Het voorstel van den heer Groeneveld wordt voldoende
ondersteund en maakt derhalve een onderwerp van beraad
slaging uit.
De heer van der Lip. M. d. V. Ik ben er altijd een voor
stander van om, wanneer er Raadsleden zijn, die zeggen geen
voldoenden tijd gehad te hebben om zich in de zaken in te
werken, aan hun wensch tot uitstel tegemoet te komen.
Indien dus meerdere leden van den Raad gaarne nog eens
deze belangrijke zaak zouden willen bekijken, ben ik bereid
de behandeling aan te houden.
De Voorzitter. Heeft niemand bezwaar tegen aanhouding?

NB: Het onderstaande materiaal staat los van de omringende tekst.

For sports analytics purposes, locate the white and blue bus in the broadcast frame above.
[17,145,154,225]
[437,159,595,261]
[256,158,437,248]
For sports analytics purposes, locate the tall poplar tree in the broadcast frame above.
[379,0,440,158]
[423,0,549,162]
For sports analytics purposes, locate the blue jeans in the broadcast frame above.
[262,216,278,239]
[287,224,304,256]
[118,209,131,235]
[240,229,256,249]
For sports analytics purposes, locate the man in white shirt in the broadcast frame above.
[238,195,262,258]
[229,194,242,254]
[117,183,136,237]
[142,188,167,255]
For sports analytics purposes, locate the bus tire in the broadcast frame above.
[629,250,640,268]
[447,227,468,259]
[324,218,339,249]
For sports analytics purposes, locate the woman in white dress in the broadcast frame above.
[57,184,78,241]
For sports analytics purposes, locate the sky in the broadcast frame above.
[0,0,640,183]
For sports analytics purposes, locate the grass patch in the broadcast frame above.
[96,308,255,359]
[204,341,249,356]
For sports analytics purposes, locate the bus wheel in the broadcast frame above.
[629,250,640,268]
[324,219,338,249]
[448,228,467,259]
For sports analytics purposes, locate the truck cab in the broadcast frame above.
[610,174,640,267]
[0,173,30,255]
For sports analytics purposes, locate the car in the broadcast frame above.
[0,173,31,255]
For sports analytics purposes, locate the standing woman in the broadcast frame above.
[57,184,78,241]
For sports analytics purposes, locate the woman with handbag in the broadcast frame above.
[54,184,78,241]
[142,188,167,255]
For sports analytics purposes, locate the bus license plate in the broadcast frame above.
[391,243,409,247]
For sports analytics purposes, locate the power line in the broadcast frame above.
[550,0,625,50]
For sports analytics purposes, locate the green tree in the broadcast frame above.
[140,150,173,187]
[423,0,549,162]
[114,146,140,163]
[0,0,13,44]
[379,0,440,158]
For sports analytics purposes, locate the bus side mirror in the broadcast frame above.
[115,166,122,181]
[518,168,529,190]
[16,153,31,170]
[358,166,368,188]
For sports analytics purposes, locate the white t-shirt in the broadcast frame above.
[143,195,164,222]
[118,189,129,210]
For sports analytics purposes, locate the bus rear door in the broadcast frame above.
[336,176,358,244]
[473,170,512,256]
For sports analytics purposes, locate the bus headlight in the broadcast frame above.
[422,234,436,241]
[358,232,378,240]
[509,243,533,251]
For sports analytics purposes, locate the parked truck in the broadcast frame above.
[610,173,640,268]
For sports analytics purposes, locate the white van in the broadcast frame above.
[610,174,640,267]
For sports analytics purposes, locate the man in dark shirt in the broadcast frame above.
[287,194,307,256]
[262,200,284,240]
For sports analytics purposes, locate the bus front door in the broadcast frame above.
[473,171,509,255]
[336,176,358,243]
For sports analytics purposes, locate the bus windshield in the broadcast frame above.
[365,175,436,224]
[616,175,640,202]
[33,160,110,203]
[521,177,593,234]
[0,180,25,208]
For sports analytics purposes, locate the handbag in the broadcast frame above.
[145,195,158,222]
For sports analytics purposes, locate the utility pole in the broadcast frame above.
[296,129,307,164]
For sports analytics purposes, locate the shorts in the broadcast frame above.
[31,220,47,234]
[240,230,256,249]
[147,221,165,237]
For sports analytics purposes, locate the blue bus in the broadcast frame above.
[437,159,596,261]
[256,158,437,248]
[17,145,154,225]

De heer Sijtsma. Ik gevoel er niet veel voor om deze zaak
aan te houden.
De quaestie waarom het bij dit voorstel gaat is niets
anders dan het ambulantisme, en niet de vraag of de wet
het al dan niet toelaat.
Het is een zeer oude quaestie, welke wij al zoo dikwijls
besproken hebben, en ik zou er niet veel lust in hebben op
te halen wat ik er vroeger van gezegd heb.